И тут я почувствовал нечто совсем необычное для репортера — смущение. Справившись с собой, я робко спросил:
— Что вы имеете в виду?
— Мне кажется, он работает над единой теорией поля.
Очевидно, Майнз полагал, что этим все сказано. Я же всем своим видом показал, что по-прежнему остаюсь в неведении.
Он задумался.
— Право, не знаю, как объяснить это неспециалисту. Не обижайтесь, Вильчек. Ну, попытаюсь. Вы, вероятно, знаете, что математика развивается волнообразно, открывая дорогу прикладным наукам. Ну, например, в средние века сильно продвинулась вперед алгебра, что повлекло за собой расцвет мореплавания, землепроходства, артиллерии и так далее. Затем пришло Возрождение, а с ним математический анализ. Отсюда было недалеко до освоения пара, изобретения различных машин, электричества. Эра современной математики, начавшаяся, скажем, с 1875 года, дала нам атомную энергию. Не исключено, что этот паренек может способствовать возникновению новой волны.
Он встал, надел шляпу.
— Минутку, — сказал я, сам удивляясь тому, что голос мне не изменяет — А что дальше? Власть над тяготением? Власть над личностью? Транспортировка людей по радио?

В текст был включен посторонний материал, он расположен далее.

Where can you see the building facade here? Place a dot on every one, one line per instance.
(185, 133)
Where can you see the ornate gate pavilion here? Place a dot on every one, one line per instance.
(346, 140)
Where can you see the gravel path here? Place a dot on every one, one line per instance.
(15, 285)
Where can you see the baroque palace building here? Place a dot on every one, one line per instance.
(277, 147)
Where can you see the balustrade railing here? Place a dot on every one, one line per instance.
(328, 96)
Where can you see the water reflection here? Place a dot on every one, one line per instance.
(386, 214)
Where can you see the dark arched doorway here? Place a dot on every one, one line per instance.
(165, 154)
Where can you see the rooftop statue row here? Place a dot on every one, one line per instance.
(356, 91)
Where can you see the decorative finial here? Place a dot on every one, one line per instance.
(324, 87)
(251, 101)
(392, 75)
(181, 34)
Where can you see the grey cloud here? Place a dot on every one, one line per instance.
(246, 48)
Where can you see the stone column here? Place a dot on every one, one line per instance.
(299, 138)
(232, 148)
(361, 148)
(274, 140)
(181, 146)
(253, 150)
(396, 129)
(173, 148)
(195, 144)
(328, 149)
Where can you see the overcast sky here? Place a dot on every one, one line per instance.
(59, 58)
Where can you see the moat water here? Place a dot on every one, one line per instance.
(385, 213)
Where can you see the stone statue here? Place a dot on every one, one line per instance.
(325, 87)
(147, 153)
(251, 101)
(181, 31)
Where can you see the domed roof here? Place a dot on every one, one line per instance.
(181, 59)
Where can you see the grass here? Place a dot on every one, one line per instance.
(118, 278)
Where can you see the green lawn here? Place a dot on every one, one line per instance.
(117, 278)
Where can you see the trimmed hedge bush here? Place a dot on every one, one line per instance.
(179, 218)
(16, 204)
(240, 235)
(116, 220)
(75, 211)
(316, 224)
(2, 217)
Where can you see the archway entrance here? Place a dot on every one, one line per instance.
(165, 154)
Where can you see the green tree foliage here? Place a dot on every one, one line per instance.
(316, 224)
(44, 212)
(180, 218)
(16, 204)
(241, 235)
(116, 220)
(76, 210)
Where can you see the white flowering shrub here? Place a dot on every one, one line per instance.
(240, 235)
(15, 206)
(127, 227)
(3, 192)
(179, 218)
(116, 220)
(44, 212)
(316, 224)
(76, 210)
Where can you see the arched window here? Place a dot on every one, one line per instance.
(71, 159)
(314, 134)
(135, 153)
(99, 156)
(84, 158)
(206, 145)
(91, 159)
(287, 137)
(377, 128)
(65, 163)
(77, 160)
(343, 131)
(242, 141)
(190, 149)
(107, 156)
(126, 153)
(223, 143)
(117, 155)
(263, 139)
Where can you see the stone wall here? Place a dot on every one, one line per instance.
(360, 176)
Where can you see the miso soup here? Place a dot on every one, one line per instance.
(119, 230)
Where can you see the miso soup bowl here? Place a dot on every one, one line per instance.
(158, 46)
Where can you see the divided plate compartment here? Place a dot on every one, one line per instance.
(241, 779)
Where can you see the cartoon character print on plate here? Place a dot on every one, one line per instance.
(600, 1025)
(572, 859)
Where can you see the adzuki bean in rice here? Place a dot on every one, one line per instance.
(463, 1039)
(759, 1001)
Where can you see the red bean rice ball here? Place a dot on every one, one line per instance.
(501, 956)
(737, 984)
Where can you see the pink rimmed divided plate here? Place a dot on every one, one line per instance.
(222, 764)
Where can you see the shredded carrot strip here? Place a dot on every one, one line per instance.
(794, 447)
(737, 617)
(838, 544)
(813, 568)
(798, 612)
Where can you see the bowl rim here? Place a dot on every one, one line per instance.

Доктор Майнз вдруг показался мне старым и измученным.
— Не беспокойтесь о мальчике, — сказал он, старательно избегая моих глаз, — все будет в порядке.
И он ушел.
Вечером я принес Гомесу кусок пирога с мясом и гоголь-моголь. Он выпил немного, рассеянно поблагодарил меня и повернулся к своим листкам.
Вечером следующего дня все это неожиданно кончилось. Гомес, худой, как рикша, шатаясь, спустился на кухню и, откинув со лба непослушные волосы, спросил: “Бил, что бы поесть?..” — и вдруг грохнулся на пол. На мой крик прибежал Лейцер, со знанием дела пощупал пульс Гомеса, подложил под него одеяло и накрыл другим.
— Это просто обморок, — сказал он. — Его нужно перенести на кровать.
Мы отнесли Гомеса наверх и уложили. Придя в себя, он пробормотал что-то по-испански, а затем, увидев нас, сказал:
— Ужасно извините, ребята. Должен был вести себя лучше.
— Сейчас дам тебе поесть, — сказал я и получил в ответ приветливую улыбку.
Он с жадностью набросился на еду, а насытившись, отвалился на подушку.
— Новое есть, Бил?
— Что новенького? Это ты должен сказать мне, что новенького. Ты кончил работу?
— Почти. Самые трудности уже сделал.
И он скатился с постели.
— Ты бы полежал еще, — попробовал настоять я.
— Со мной все в порядке, — сказал он, улыбаясь.
Я последовал за ним в его комнату. Он вошел, опустился в кресло; глаза его были прикованы к испещренной символами доске, затем он закрыл лицо руками. От улыбки не осталось и следа.
— Доктор Майнз сказал, что ты чего-то достиг.
— Si. Достиг.
— Он говорит, единая теория поля.
— Угу.
— Это хорошо или плохо? — спросил я, облизывая от волнения губы. — Я имею в виду, что из этого может выйти.